Thank you for sharing your experience! I’m sure a lot of people experience this and it’s nice to be able to understand and read how people are feeling. Thanks for sharing x
Lynn | https://www.lynnmumbingmejia.com
It is so important that we share these experiences as they make people feel less alone. Also you highlight routes to take for support. Thank you for sharing.
It’s great that you’ve realised that a setback in your recovery is not as bad as your mind would have you believe. It is no doubt a really difficult thing to navigate and causes you distress but you can work through it (with help as you identified now too). Thank you for sharing this as it is a reminder that recovery is not a simple, uncomplicated journey — what you’ve shared is much needed and I wish you well in all you do to get through this.
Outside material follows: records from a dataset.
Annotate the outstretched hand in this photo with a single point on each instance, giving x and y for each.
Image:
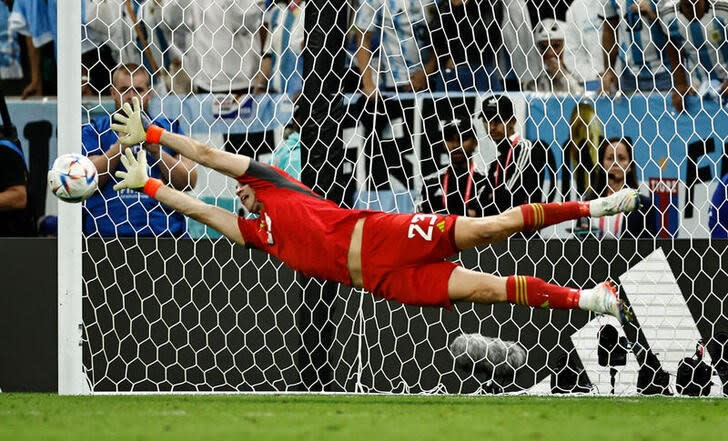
(134, 123)
(135, 175)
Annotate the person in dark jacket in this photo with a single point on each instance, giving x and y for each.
(515, 174)
(466, 38)
(457, 188)
(618, 171)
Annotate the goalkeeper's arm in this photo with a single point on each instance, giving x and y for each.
(137, 128)
(135, 178)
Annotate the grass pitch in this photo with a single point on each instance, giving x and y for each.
(325, 417)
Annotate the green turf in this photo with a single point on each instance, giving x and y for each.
(267, 417)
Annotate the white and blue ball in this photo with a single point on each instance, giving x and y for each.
(73, 178)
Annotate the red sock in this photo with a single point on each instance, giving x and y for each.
(532, 291)
(537, 216)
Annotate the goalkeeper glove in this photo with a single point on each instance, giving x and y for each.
(134, 124)
(135, 176)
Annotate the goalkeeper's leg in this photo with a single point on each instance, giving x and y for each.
(471, 286)
(475, 232)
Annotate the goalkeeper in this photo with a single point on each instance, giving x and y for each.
(396, 256)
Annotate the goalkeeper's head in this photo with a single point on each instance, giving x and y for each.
(247, 197)
(129, 81)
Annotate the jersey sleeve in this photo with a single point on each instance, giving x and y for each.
(249, 231)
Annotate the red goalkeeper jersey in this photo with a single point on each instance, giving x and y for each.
(304, 230)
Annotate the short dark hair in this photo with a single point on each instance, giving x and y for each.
(131, 69)
(458, 128)
(497, 106)
(630, 178)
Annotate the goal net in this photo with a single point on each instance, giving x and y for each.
(379, 104)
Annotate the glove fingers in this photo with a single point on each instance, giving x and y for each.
(137, 107)
(121, 118)
(130, 157)
(125, 160)
(127, 140)
(119, 128)
(127, 109)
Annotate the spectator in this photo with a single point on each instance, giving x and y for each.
(633, 26)
(222, 42)
(518, 60)
(718, 211)
(10, 70)
(514, 174)
(132, 213)
(697, 31)
(16, 218)
(456, 189)
(466, 37)
(32, 20)
(583, 53)
(282, 61)
(403, 57)
(554, 77)
(287, 156)
(618, 171)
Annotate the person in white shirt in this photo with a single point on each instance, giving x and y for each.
(583, 52)
(619, 171)
(698, 28)
(282, 60)
(222, 43)
(554, 77)
(404, 59)
(632, 34)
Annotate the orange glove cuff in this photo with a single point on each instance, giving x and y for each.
(154, 134)
(151, 187)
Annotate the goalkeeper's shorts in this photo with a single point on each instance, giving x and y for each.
(403, 257)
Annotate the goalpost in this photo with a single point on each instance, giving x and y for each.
(194, 313)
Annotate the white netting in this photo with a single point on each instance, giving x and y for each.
(171, 306)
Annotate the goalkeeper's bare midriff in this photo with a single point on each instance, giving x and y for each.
(353, 262)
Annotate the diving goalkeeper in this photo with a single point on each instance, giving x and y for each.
(396, 256)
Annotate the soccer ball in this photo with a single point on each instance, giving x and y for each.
(73, 178)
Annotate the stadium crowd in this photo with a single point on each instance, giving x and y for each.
(394, 46)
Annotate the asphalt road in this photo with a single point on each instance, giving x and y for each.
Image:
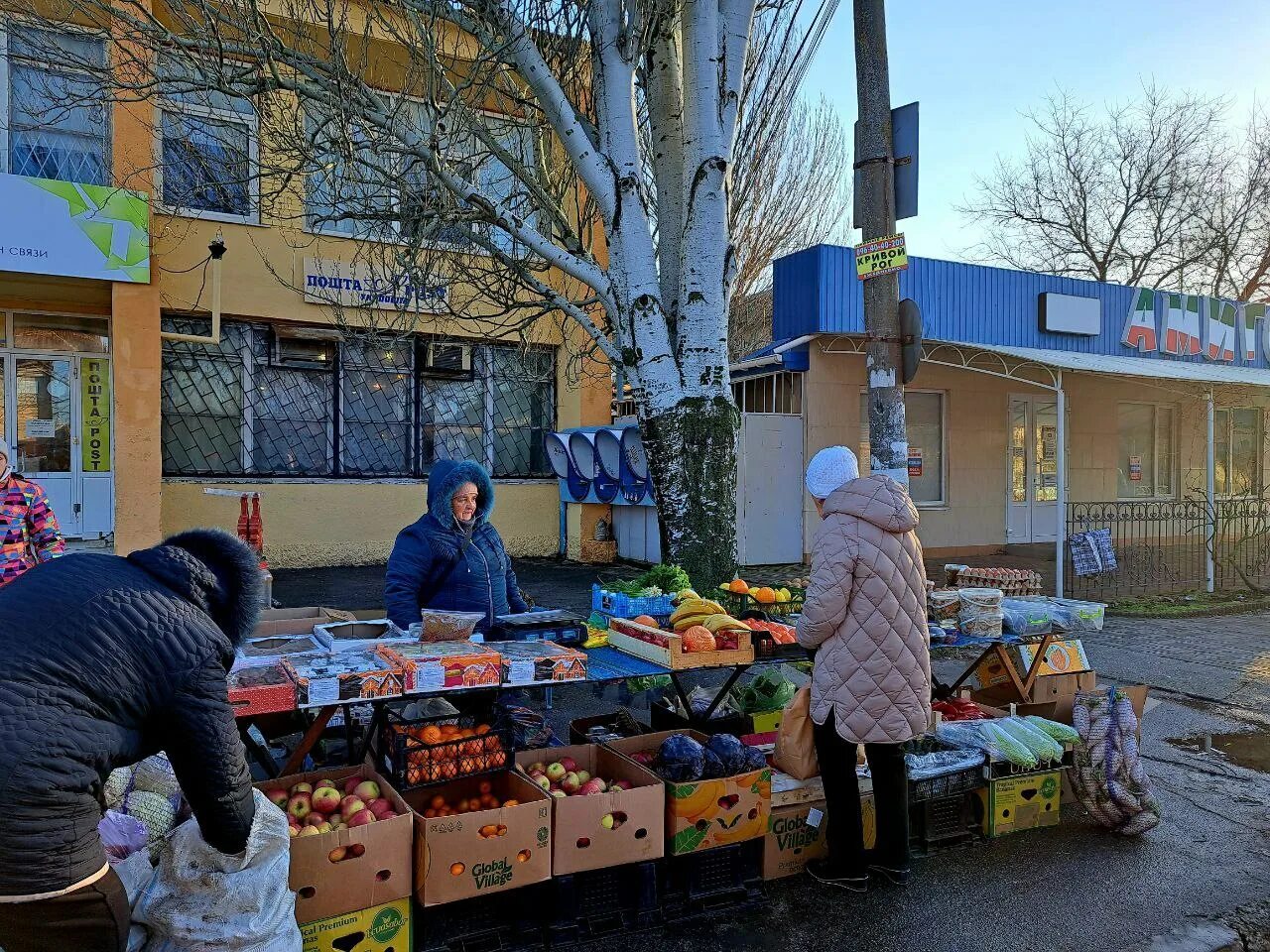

I am so sorry you went through such a tough time. I used to get intense depressive episodes that would lead to me getting leave from school and I remember how hopeless I would feel during those times.
I want you to please remember to be kind to yourself, always. Especially on the tough days. Mental health struggles don’t just go away and we always have to work at recovery everyday. A relapse doesn’t mean you failed. The fact that you are getting all the help you need and have a supportive team mean you are going to heal again. Recovery is not linear, everyone has their own journey.
Sending you so much love and healing.
Sending the love and healing right back at you.
Thank you for this lovely message. I needed to read this today!
You are so brave to share your recovery process with your readers. I wish you hadn’t had that awful doctor experience, it ls so upsetting that he would say those things to you. Knowing that ‘recovery isn’t linear is a big step and I wish you all the best with your recovery ❤
Thank you for this comment. The doctor set me back a little, but it’s about picking yourself up. I now realise there will be bad days and that’s fine.
Thank you for being so brave to share this. I feel this will help many people see that they are not alone.
I wish you luck in your recovery
Thank you for your comment, it means a lot to me! I hope other people reading this feel they are not alone and these feelings are more common than we think.
Thank you – I am getting there, one day at a time xx
I’m so sorry that you’ve experienced this but I appreciate how open you are with this post.
Thank you for your comment. I’ve been on a journey and definitely want to help others in a similar situation.